Nous nous ignorions depuis le début de la soirée dans un souci du secret. Notre liaison ne devait pas être découverte, cette vieille règle militaire nous en empêchait. Et c'était terriblement contraignant... Il m'était interdit de toucher à ses lèvres ou à son corps, pas même à le dévorer du regard. Il était tout proche et pourtant il parvenait à obnubiler mes pensées comme si nous étions séparés par d'immenses contrées. Je le lorgnai une nouvelle fois, ressentait-il la même chose que moi ?
Je soupirai en reportant mon attention vers les artistes qui s'exprimaient autour de nous. Des musiciens de cistre, d'ocarina de bien d'autres instruments côtoyaient des danseurs mages dont la maîtrise impressionnante et unique était à couper le souffle. La magie artistique était une pratique unique au Royaume de Leto, lieu particulièrement friand de toutes formes d'art. À vrai dire, la valeur d'un individu dans les sociétés letonnaises était jaugée en fonction de son talent dans un ou plusieurs de ces domaines. L'art était au centre de tout, si bien que chaque habitant en était habile depuis l'enfance. Probablement les Paladins de Jade qui se trouvaient autour de nous cachaient le même genre de talent.
- Ils savent mettre l'ambiance, commenta Aerin qui nous avait rejoint Kagami et moi après le repas en compagnie de Traska, elle-même accompagnée de Sachi et Fay.
J'approuvai d'un hochement de tête, debout, appuyée à un buffet.
- Ça c'est sûr ! J'ai hâte de voir si leurs guerriers seront aussi bons au Tournoi qu'eux dans leur domaine, ajouta la femme à la peau marron avec enthousiasme.

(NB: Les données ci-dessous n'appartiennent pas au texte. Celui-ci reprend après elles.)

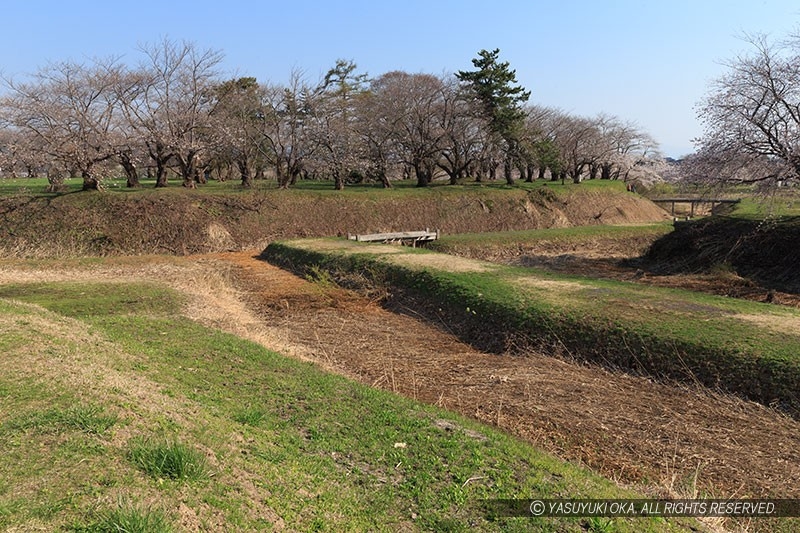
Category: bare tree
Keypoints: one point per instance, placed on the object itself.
(752, 116)
(334, 121)
(172, 108)
(235, 120)
(414, 105)
(70, 109)
(283, 135)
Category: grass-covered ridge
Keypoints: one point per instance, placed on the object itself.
(97, 400)
(743, 347)
(223, 216)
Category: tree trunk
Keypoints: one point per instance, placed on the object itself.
(338, 180)
(90, 183)
(247, 177)
(161, 173)
(130, 171)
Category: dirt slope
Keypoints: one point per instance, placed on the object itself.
(674, 441)
(179, 222)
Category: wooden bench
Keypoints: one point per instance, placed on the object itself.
(402, 237)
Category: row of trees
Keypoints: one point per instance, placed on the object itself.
(751, 118)
(173, 115)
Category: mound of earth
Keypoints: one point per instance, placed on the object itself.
(180, 222)
(766, 252)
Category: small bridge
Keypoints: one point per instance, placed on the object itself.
(403, 237)
(694, 202)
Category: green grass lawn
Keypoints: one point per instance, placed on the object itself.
(117, 413)
(38, 186)
(738, 346)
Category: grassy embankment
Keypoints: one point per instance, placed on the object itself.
(223, 216)
(117, 412)
(747, 348)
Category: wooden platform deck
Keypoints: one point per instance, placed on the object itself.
(402, 237)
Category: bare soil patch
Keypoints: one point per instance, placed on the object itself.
(674, 441)
(678, 441)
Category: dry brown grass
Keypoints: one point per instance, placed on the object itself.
(679, 440)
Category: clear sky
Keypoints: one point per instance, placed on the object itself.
(647, 61)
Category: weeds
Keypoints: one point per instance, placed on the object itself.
(89, 419)
(166, 459)
(128, 519)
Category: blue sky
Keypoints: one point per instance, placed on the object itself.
(649, 62)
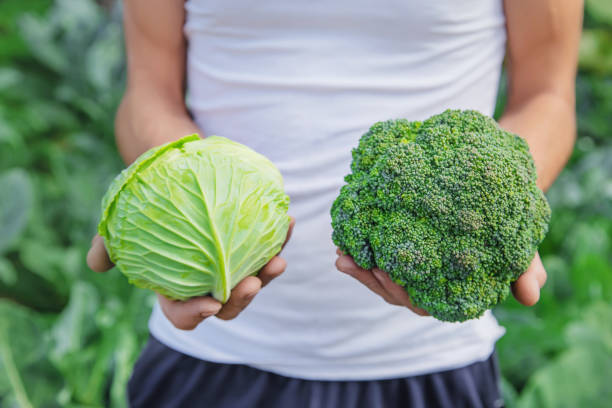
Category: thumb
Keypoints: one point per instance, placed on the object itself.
(97, 257)
(526, 289)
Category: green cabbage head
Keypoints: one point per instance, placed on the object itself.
(194, 217)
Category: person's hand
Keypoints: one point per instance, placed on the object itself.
(187, 314)
(377, 281)
(526, 289)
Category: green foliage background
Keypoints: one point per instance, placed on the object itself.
(69, 337)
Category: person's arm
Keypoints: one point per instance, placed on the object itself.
(543, 38)
(153, 112)
(542, 56)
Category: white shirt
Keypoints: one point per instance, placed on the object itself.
(300, 82)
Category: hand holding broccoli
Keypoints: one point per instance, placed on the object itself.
(526, 289)
(449, 209)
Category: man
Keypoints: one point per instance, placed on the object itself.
(300, 82)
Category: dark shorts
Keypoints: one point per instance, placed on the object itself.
(167, 378)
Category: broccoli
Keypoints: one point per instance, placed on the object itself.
(448, 207)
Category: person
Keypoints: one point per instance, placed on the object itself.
(300, 82)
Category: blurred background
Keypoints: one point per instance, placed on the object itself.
(69, 336)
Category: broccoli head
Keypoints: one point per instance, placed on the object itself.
(448, 207)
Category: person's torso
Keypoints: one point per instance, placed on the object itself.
(300, 82)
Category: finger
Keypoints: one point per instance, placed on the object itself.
(97, 257)
(186, 315)
(289, 231)
(526, 289)
(398, 293)
(538, 270)
(240, 298)
(273, 269)
(346, 264)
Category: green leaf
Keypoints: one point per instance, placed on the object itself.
(8, 275)
(15, 205)
(195, 216)
(600, 10)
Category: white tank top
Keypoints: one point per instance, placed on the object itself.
(300, 82)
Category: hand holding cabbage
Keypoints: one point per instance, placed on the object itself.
(196, 217)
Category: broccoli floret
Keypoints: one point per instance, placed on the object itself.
(448, 207)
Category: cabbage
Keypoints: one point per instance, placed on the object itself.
(195, 217)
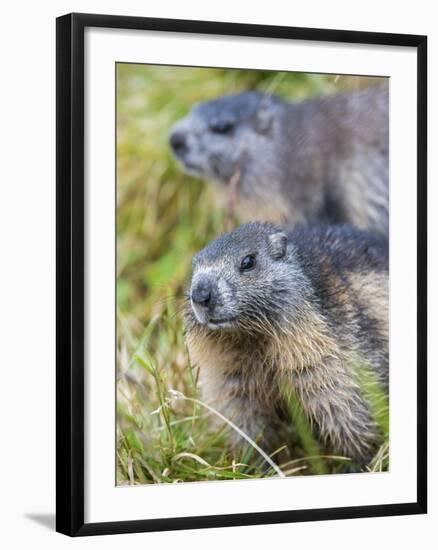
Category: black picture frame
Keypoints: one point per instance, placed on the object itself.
(70, 272)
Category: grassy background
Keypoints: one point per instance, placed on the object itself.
(163, 217)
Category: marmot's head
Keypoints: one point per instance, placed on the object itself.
(246, 280)
(221, 136)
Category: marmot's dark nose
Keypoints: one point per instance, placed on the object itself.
(178, 143)
(202, 292)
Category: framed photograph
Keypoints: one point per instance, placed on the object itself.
(241, 274)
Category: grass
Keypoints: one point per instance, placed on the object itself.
(164, 431)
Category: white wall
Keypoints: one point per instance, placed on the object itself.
(27, 204)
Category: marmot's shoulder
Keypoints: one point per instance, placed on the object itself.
(347, 248)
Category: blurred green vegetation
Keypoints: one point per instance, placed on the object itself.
(163, 217)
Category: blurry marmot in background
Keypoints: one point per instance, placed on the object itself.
(322, 160)
(268, 309)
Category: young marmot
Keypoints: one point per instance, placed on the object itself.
(269, 309)
(323, 160)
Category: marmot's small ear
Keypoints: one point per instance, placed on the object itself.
(277, 245)
(263, 121)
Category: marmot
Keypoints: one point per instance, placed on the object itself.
(268, 308)
(322, 160)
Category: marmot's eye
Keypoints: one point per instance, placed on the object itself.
(221, 126)
(247, 263)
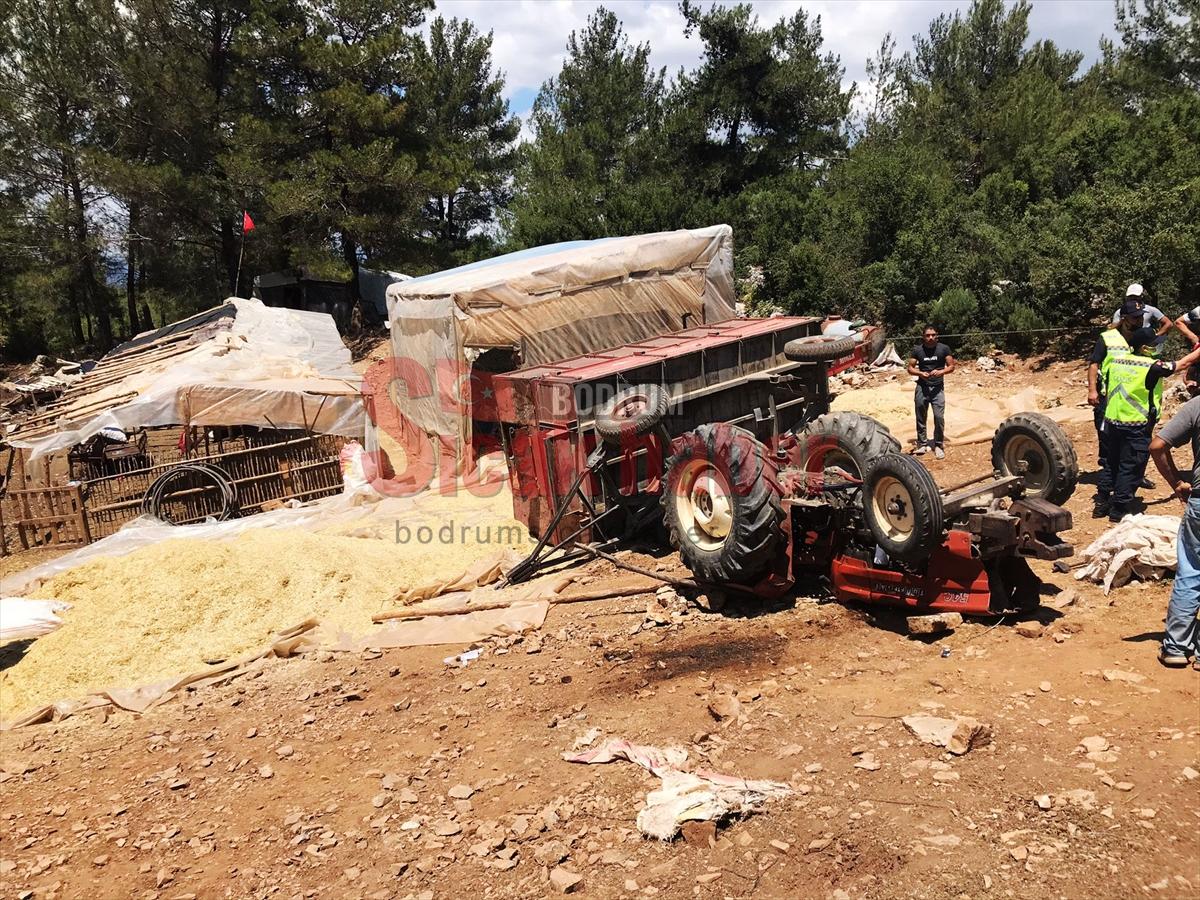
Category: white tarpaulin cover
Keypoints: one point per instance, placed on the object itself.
(263, 366)
(549, 304)
(1140, 545)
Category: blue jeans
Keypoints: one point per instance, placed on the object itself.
(1182, 637)
(930, 397)
(1126, 448)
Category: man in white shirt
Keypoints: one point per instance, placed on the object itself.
(1155, 318)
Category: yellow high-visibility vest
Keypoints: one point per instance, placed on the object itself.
(1129, 401)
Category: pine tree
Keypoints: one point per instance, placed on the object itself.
(468, 135)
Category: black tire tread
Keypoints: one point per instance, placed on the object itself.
(1051, 437)
(613, 430)
(927, 508)
(759, 511)
(819, 348)
(863, 438)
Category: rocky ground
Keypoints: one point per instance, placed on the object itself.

- Tu participes aussi ? la questionna la mage de l'Eau.
Elle acquiesça avant de retourner la question aux autres.
- Moi aussi je compte prendre part à la compétition, déclara à son tour Kagami.
- Laisse tomber, tu ne feras jamais le poids. Enfin, tu t'entraînes déjà plus que ton amie, se moqua Sachi.

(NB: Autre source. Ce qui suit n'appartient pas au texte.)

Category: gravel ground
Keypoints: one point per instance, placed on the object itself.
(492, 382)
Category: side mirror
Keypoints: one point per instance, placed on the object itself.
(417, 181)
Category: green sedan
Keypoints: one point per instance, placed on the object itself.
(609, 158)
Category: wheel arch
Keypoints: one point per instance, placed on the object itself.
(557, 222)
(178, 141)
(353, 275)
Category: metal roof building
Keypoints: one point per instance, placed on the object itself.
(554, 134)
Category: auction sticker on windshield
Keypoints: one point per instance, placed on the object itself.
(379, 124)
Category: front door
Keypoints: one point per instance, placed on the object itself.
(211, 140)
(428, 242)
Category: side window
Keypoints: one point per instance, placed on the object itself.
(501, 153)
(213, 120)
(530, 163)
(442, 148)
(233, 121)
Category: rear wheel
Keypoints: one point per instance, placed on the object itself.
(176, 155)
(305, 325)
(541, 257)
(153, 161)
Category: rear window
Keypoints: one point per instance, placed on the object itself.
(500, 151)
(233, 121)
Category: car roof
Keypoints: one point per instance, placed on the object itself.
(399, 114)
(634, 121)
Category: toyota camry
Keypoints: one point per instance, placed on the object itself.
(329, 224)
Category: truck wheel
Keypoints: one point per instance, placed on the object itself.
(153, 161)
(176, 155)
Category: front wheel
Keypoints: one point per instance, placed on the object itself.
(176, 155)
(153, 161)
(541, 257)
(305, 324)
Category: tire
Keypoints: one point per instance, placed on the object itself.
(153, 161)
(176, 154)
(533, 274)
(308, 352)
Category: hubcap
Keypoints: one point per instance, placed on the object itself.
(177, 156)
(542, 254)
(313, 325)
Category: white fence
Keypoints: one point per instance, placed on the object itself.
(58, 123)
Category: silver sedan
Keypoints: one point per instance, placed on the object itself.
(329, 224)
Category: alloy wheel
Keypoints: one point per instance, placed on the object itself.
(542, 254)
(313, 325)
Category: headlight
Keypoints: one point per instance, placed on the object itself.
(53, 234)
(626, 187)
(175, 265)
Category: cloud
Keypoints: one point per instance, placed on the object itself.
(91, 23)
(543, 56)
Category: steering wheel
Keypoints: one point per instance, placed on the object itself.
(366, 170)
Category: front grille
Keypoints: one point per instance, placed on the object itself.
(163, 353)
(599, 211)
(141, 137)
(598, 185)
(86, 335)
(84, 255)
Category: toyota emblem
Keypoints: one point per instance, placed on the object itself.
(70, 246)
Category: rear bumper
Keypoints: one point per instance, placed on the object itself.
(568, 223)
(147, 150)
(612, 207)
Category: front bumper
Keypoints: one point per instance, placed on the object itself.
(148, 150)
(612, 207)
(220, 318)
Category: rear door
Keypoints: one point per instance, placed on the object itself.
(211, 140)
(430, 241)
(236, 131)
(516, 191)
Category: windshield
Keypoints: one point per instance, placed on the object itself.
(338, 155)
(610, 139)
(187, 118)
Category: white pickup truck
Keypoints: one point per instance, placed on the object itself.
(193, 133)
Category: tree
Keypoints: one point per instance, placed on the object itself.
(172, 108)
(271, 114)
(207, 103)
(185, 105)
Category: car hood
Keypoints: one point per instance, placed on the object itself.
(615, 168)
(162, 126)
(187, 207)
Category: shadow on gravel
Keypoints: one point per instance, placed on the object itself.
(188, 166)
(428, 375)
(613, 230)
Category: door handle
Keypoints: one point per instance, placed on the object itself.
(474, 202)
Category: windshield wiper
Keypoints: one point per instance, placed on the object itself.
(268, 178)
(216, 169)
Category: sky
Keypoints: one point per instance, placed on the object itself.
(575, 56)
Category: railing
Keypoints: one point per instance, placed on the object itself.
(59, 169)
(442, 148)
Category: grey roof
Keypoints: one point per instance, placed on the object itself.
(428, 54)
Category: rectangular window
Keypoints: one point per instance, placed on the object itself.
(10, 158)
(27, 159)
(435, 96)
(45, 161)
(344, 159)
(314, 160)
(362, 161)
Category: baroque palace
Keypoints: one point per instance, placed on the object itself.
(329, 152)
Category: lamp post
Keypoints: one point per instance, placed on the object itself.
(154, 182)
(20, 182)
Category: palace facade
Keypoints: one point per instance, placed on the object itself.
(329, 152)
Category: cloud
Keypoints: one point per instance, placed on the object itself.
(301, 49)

Je la fusillai du regard, si elle savait ce que j'avais enduré ces deux derniers mois !
- Retire tout de suite ce que tu as dit ! m'emportai-je avant d'ajouter fièrement : Et puis je te signale que moi aussi je participe.
L'espionna s'apprêta à répondre mais une intervention inespérée vue le jour, celle d'Hadrian. Je l'avais perdu de vue un instant et le voilà dernière nous avec Peter et Ariane.

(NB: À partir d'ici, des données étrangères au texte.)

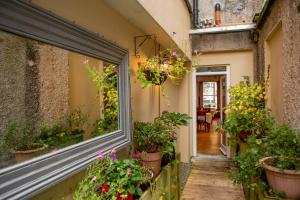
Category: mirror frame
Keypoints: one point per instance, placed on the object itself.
(25, 180)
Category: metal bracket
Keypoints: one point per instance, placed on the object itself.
(140, 40)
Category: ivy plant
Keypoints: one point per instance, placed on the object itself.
(106, 84)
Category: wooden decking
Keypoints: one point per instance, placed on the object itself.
(208, 181)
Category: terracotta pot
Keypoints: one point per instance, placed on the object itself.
(150, 76)
(244, 135)
(28, 154)
(287, 181)
(129, 197)
(153, 160)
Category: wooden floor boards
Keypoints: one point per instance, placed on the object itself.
(208, 181)
(208, 142)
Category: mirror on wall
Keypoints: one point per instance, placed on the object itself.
(52, 98)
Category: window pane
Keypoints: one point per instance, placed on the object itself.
(51, 98)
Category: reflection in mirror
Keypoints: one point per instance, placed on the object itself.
(51, 98)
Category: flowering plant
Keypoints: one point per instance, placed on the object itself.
(113, 179)
(155, 70)
(246, 113)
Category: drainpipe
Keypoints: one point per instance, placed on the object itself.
(195, 14)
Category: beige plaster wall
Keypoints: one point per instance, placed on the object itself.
(240, 62)
(275, 66)
(288, 14)
(172, 16)
(101, 19)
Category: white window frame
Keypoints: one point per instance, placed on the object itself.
(26, 179)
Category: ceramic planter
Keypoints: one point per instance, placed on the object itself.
(129, 197)
(149, 75)
(28, 154)
(153, 160)
(287, 181)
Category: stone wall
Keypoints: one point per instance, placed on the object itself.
(33, 81)
(54, 83)
(222, 42)
(232, 11)
(288, 13)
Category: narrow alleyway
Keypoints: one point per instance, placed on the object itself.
(209, 181)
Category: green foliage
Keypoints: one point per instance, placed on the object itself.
(152, 136)
(121, 177)
(106, 84)
(57, 135)
(248, 170)
(20, 136)
(168, 63)
(175, 119)
(246, 111)
(283, 144)
(76, 120)
(160, 134)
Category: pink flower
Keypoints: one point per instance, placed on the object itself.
(86, 61)
(101, 155)
(136, 155)
(129, 171)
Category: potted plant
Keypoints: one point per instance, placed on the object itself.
(75, 122)
(282, 161)
(155, 70)
(110, 178)
(22, 139)
(174, 120)
(151, 139)
(246, 113)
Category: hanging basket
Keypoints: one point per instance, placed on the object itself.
(150, 76)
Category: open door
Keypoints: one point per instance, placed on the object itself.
(223, 100)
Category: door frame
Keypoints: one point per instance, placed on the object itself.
(194, 100)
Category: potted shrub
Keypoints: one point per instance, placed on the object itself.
(75, 122)
(23, 140)
(246, 113)
(282, 161)
(110, 178)
(174, 120)
(151, 139)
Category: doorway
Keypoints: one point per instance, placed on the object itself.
(210, 85)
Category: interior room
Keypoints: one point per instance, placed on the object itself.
(211, 98)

- Détrompe-toi, ils ont tous deux fait de gros progrès. Je m'occupe même personnellement de l'entraînement de Blake. Ils ont toutes leurs chances d'être pris.
Kagami et moi le dévisageâmes, à la fois éberlués et remplis de fierté face à ses éloges. Jamais notre chef ne nous avait félicités de la sorte. J'en avais presque les larmes aux yeux, et je sentais mon meilleur ami tout aussi fébrile que moi à mes côtés.
- Jamais je n'aurais pensé que tu défendrais ces petits démons un jour, commenta le chef de l'Eau, surpris.
- Il y a une première fois à tout, répliqua-t-il en buvant une gorgée de la boisson que son interlocuteur venait de lui tendre.
- Et toi alors, tu vas au Tournoi ou tu as la trouille ? repris-je d'un ton provocant à l'attention de Sachi.
- Évidemment que j'y serais, répliqua-t-elle sèchement.
- Pas très malin pour une espionne de se révéler au grand jour, enchaîna Kagami qui lui aussi avait repris du poil de la bête.
- C'est pour cela que j'ai pris un faux nom à l'occasion.
- C'est tout de même étonnant, exposa Aerin d'un ton plus sérieux pour calmer le jeu. En tant qu'espionne, ton domaine c'est la surprise. Hors dans un combat où les participants sont enfermés dans une arène tu ne pourras pas utiliser cette faculté à ton avantage.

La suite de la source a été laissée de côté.